Sering Mahabharata menjadi sekadar sebuah dongeng kepahlawanan. Tapi kisah kepahlawanan membuat kemenangan dan tewas bukan hal yang berlainan. Sekaligus diabaikanlah beragam korban dalam sejarah. Mereka tak dicatat, tak dapat tempat. Dan apa akhirnya? Keadilan, setelah kesewenang-wenangan terbalas? Sebuah tahap baru, yang terangkat dari benturan tesis dengan antitesis?

Jika Mahabharata hanya ditafsirkan demikian, liku-liku jalan hidup manusia akan terpola dan selalu bisa diulang.
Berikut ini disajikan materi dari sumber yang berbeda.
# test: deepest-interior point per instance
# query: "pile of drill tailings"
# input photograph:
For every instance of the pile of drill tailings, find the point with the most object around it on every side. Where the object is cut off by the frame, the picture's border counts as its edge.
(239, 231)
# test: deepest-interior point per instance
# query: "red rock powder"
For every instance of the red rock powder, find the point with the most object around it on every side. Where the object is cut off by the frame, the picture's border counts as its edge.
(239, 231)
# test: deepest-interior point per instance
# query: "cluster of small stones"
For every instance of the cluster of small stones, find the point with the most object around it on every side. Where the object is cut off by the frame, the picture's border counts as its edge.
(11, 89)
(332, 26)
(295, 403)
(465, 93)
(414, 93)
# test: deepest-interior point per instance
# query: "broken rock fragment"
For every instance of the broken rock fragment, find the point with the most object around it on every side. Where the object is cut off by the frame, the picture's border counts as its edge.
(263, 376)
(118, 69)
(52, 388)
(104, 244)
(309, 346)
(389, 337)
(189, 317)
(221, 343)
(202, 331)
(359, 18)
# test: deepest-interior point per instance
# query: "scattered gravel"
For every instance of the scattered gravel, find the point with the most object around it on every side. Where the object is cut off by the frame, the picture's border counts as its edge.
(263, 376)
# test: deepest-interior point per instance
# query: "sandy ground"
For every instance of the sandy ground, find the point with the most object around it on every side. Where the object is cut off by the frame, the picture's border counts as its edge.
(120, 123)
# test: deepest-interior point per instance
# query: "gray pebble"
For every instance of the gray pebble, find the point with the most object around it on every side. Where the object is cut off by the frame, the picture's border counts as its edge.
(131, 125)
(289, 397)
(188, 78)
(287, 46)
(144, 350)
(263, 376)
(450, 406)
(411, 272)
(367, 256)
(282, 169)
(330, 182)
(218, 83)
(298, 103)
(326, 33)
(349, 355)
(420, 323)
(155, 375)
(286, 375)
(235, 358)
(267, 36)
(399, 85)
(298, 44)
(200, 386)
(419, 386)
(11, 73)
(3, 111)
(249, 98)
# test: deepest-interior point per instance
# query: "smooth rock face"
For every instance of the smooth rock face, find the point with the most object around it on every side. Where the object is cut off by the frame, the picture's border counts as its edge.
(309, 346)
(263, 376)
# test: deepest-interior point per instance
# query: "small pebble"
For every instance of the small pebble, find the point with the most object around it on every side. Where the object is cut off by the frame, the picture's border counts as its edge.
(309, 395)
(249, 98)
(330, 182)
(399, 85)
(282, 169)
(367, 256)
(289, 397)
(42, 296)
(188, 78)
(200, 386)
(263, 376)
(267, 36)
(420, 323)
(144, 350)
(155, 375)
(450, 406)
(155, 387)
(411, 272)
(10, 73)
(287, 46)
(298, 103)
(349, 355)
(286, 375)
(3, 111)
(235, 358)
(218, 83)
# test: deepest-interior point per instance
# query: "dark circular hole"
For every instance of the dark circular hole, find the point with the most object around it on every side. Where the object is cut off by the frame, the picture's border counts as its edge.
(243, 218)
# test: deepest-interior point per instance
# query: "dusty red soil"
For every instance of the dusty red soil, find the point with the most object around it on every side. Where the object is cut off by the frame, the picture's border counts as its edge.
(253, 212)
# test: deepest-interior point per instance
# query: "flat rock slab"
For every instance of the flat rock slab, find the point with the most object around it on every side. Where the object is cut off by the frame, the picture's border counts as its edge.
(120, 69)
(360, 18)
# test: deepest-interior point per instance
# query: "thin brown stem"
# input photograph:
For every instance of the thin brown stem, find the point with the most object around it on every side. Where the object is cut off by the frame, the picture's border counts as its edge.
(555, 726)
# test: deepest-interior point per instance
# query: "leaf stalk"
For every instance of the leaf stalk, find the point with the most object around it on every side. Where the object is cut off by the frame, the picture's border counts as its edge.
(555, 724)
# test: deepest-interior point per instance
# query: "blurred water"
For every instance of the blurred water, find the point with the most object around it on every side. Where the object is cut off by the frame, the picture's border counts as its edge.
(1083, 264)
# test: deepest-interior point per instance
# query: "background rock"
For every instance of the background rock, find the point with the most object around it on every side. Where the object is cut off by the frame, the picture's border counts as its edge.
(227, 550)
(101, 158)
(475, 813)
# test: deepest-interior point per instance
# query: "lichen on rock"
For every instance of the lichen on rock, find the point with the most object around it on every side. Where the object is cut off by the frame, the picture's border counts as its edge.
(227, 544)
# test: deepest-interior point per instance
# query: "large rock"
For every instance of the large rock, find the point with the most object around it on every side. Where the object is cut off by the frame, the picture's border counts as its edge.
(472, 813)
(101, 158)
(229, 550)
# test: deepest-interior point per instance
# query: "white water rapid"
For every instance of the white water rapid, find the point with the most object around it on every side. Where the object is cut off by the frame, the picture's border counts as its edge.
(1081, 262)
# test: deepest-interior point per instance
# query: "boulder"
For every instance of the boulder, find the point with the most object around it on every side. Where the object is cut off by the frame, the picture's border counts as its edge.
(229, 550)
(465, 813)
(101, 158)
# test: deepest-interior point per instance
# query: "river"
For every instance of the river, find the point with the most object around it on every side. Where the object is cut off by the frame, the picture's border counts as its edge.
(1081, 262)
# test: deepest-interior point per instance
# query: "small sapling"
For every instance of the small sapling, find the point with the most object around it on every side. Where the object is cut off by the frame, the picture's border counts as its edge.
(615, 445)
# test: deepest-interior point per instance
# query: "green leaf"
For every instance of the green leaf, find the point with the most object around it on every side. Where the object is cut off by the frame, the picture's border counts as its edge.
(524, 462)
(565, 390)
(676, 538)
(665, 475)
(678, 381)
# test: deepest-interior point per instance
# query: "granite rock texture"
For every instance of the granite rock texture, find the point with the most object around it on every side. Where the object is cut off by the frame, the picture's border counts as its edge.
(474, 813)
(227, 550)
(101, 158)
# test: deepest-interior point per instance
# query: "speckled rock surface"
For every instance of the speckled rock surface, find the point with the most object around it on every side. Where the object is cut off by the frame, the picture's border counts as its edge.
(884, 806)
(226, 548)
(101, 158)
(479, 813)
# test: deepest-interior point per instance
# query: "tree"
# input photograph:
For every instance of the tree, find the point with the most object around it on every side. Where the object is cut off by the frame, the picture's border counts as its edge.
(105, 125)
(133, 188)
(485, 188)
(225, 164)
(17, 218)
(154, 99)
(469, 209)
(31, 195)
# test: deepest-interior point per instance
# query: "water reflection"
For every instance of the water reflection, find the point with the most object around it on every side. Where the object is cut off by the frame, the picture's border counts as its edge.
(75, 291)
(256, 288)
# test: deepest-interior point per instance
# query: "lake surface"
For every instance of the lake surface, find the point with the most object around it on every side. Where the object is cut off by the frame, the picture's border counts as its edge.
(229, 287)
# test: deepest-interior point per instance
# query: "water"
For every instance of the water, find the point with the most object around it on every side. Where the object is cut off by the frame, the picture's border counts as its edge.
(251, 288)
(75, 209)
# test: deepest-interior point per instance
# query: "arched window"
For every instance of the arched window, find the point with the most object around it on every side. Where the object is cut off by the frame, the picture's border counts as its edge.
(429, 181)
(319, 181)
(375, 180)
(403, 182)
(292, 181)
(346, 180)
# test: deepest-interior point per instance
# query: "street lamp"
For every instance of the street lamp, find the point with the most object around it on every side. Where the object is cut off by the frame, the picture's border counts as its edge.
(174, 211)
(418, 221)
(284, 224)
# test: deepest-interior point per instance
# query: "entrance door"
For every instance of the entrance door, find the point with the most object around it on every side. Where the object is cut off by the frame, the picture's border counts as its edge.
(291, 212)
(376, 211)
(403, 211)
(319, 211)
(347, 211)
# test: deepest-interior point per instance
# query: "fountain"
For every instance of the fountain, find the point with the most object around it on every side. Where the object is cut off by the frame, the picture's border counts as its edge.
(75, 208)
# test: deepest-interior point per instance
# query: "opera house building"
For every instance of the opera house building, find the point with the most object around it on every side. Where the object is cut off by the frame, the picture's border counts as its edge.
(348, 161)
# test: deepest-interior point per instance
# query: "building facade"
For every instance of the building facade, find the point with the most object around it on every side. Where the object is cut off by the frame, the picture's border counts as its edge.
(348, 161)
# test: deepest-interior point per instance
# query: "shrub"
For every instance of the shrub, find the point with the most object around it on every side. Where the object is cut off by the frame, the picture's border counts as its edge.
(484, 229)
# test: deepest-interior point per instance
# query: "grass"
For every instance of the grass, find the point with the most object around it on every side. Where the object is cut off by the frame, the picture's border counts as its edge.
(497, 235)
Nasib pun bukan "kesunyian masing-masing". Semua hal pun bisa diketahui, lempang seperti garis. Tapi tak semua hal bisa diketahui, tak semua hal bisa dikuasai. Di senja itu, Kunti juga mencoba menarik satu garis lurus sebab-dan-akibat: barang siapa yang jadi anaknya akan berperang di pihaknya. Tapi ia akhirnya harus mengakui bahwa ia, yang membuang seorang anak 42 tahun yang lalu, tak akan mendapatkannya kembali.

Karna yang dibuang menjadi sepenuhnya orang lain. Dalam hal itulah Karna melambangkan nasib dan kesunyian tiap manusia: sesungguhnya ia bukan Pandawa, ia bukan Kurawa. Ia terus-menerus sebuah beda, sebuah ambiguitas.